These 22-foot-long vehicles were built on a Dodge chassis, complete with a sunroof and sound system.

The next design was built on a Willys Jeep chassis and begins to look more like how you and I know the Wienermobile, because for the first time, this hotdog had buns!

The next couple models were built on a Chevy motor home chassis, complete with V6 engines and included franktastic features like Ford T-Bird taillights.

Disappointed Americans were forced to say sorrowful goodbyes to the retired Wienermobiles in 1977. But this anguish didn’t last for long! Only 11 years later, due to the enthusiastic response of multitudes of dedicated fans, a six-vehicle fleet of brand-new, 23-foot-long, fiberglass Wienermobiles was born.


In addition to happily resting on a Chevy van chassis powered by V6 engines, a stereo system was included that joyfully played over 20 versions of the Oscar Mayer Wiener jingle.

Bigger is better, reasoned California automotive designer Harry Bradley when he devised the design plan for the 1995 Wienermobiles.

At an impressive 11 feet high, 8 feet wide and 27 feet long, these GM units set the dimension requirement for future Wienermobiles at pretty franking big.

Most of the Wienermobiles you see on the road today were built in 2004 at Prototype Source in California.

The custom-made grilled fiberglass dog sits atop a lightly toasted fiberglass bun on a converted GM Chevrolet four-speed/W4 series chassis with a Vortec V8, 6.0L, 300 hp engine.


These dogs have evolved quite a bit from their original 1936 form with seating for six, a hot dog-shaped dashboard, a Gull-wing door with automatic retractable steps, a removable bunroof, an exterior back-up camera, condiment-splattered carpet, blue sky ceiling art, a smiling front grill, a control panel and storage space for 11,000 Wiener Whistles.

The two new models were released to the road in 2012 and even include state-of-the-art solar panels so the playing of the beloved jingle isn’t dependent on battery power.

Oscar Mayer made its 125th anniversary more celebratory by introducing a Mini Wienermobile!

Appropriately sporting the name LTL LINK, it’s built on a BMW MINI Cooper “S” chassis.
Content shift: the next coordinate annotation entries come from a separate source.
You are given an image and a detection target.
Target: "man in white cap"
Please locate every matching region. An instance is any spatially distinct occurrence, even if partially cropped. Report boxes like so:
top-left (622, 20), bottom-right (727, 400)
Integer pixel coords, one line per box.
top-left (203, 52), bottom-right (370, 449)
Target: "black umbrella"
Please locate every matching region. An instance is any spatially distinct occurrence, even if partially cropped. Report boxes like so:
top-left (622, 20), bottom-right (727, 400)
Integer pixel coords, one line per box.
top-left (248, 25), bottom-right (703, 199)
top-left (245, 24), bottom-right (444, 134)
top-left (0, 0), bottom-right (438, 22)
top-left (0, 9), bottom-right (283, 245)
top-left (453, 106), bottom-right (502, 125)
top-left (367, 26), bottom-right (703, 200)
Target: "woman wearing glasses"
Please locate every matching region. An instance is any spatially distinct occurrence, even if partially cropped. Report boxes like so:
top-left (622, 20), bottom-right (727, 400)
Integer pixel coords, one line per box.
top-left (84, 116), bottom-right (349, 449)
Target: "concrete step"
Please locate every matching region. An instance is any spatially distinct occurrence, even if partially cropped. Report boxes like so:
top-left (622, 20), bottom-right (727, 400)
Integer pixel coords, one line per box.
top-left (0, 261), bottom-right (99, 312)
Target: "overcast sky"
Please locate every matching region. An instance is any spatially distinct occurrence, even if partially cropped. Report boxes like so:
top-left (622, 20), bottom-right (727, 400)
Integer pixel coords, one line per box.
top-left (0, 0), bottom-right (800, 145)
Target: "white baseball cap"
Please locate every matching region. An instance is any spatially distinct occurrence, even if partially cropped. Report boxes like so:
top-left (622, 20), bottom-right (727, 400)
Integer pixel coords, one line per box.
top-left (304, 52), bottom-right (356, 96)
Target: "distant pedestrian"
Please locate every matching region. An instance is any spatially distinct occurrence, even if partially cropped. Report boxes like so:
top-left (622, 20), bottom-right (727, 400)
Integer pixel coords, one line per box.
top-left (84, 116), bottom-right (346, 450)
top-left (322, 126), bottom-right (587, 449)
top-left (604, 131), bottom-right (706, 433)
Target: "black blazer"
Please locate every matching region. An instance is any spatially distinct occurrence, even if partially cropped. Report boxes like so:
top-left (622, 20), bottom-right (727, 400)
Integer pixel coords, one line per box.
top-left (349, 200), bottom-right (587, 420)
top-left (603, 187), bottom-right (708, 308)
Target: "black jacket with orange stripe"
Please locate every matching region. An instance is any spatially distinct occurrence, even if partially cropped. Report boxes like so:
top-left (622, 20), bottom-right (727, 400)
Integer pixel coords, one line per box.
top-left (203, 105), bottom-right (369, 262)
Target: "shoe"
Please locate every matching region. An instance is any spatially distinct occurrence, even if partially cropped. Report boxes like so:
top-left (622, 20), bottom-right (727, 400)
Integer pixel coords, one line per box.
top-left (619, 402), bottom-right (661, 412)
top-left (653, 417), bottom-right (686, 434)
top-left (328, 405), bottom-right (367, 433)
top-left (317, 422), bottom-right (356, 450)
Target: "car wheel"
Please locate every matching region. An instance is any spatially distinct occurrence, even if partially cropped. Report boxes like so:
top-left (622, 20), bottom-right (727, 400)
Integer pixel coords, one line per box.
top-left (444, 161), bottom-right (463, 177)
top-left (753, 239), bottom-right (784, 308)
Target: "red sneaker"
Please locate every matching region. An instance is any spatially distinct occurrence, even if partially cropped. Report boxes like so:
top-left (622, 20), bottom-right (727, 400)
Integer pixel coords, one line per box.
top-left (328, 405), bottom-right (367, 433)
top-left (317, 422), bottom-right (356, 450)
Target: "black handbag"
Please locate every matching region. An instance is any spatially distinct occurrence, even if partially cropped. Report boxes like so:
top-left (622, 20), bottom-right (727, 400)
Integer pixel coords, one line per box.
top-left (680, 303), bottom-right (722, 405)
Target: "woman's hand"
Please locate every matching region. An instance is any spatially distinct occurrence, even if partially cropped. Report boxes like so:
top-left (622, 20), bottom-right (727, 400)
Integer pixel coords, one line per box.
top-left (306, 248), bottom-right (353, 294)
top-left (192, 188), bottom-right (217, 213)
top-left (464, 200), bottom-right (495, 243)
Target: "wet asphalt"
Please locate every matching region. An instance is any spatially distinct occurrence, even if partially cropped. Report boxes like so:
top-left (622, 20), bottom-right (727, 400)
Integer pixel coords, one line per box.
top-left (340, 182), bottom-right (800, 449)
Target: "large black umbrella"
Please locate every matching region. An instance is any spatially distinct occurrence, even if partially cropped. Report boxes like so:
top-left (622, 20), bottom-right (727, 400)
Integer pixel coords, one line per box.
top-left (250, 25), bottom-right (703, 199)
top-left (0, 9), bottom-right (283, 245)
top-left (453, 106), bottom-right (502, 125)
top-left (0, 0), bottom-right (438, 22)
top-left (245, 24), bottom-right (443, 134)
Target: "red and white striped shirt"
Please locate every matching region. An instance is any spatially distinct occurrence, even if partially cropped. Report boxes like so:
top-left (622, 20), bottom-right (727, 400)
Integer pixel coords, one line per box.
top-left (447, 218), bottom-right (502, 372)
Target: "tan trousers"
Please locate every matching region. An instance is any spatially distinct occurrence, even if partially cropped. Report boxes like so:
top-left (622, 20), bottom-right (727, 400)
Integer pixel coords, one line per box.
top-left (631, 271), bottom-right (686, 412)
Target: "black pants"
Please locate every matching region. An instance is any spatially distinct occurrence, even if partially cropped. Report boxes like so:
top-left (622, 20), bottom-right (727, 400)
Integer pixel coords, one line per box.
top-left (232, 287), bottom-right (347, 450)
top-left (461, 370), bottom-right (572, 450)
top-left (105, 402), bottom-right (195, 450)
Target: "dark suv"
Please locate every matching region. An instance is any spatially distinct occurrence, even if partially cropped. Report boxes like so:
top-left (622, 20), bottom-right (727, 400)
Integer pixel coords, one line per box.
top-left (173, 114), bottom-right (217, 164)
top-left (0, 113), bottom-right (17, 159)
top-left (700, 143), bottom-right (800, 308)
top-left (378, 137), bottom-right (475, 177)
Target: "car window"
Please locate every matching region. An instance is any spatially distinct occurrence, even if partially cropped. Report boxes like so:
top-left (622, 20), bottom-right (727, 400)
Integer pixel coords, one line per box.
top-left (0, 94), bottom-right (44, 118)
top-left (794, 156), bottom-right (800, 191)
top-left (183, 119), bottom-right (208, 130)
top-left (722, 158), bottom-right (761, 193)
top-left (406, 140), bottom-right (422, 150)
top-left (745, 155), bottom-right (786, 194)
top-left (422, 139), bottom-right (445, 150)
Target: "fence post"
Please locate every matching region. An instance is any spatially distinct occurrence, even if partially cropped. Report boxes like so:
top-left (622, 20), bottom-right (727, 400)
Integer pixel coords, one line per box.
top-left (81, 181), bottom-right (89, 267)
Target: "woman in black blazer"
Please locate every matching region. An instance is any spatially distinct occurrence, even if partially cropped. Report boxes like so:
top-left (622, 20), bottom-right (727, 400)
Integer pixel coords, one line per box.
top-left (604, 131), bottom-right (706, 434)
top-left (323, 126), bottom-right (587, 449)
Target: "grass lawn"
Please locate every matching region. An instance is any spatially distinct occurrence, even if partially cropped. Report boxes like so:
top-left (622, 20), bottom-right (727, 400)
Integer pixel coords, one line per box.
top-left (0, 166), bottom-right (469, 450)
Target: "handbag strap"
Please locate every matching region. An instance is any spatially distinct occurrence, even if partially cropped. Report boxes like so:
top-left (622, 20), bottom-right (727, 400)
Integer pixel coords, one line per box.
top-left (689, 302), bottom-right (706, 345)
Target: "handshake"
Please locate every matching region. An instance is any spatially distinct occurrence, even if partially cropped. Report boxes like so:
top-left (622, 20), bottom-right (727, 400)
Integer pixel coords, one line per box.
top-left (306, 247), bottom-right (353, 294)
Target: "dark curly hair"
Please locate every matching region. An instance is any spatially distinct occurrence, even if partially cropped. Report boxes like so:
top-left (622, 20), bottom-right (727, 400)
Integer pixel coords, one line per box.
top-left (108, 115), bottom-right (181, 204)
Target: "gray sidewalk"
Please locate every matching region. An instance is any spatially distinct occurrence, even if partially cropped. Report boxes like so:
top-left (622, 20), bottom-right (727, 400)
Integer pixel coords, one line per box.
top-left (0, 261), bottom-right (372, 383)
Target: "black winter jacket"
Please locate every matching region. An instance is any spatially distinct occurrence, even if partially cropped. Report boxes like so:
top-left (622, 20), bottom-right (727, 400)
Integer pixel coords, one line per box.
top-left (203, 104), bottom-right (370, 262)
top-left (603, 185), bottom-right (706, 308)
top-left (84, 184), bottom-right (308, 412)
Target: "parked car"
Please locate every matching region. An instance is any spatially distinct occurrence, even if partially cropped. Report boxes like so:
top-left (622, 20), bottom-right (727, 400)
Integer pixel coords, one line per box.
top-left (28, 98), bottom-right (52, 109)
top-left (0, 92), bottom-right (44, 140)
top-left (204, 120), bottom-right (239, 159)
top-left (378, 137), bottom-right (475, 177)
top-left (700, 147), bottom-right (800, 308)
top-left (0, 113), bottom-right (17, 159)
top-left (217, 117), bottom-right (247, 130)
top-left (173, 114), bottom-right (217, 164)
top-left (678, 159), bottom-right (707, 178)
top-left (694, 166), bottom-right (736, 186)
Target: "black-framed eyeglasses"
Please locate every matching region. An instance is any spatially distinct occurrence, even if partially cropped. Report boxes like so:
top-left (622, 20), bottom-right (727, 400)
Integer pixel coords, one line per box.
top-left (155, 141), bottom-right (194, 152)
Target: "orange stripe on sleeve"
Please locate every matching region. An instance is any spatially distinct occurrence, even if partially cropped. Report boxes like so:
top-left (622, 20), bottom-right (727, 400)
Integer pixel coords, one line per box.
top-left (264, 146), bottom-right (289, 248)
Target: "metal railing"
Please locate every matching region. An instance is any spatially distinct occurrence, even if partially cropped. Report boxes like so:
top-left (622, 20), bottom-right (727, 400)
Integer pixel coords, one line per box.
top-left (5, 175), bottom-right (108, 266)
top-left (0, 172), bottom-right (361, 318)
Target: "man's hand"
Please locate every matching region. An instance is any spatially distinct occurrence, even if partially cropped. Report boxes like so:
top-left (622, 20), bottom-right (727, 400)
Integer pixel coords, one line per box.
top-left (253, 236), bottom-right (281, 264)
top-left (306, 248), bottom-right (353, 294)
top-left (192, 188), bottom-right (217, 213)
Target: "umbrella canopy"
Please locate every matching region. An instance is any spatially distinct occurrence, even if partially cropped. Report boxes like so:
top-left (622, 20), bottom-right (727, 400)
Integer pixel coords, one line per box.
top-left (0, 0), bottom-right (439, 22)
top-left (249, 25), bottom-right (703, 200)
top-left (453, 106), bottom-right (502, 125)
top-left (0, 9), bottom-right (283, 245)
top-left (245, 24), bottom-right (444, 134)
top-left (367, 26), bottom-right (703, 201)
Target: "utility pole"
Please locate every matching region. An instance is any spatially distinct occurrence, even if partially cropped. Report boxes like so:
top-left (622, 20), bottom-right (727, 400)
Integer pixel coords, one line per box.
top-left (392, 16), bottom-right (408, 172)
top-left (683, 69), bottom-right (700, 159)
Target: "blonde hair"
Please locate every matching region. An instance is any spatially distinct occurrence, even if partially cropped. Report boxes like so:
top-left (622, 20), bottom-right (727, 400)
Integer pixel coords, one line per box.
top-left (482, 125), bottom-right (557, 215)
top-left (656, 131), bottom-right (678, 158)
Even though it’s referred to as “Mini,” it still weighs 3,600 pounds and is a whopping 15 feet long and 8 feet high!


Because there are only six Wienermobiles currently roaming the open American roads, make sure to relish those times that you’re lucky enough to run into a Wienermobile. Also, don’t be too bashful to sing along with the jingle — you know you want to.

“…’cause if I were an Oscar Mayer Wiener, everyone would be in love with me.”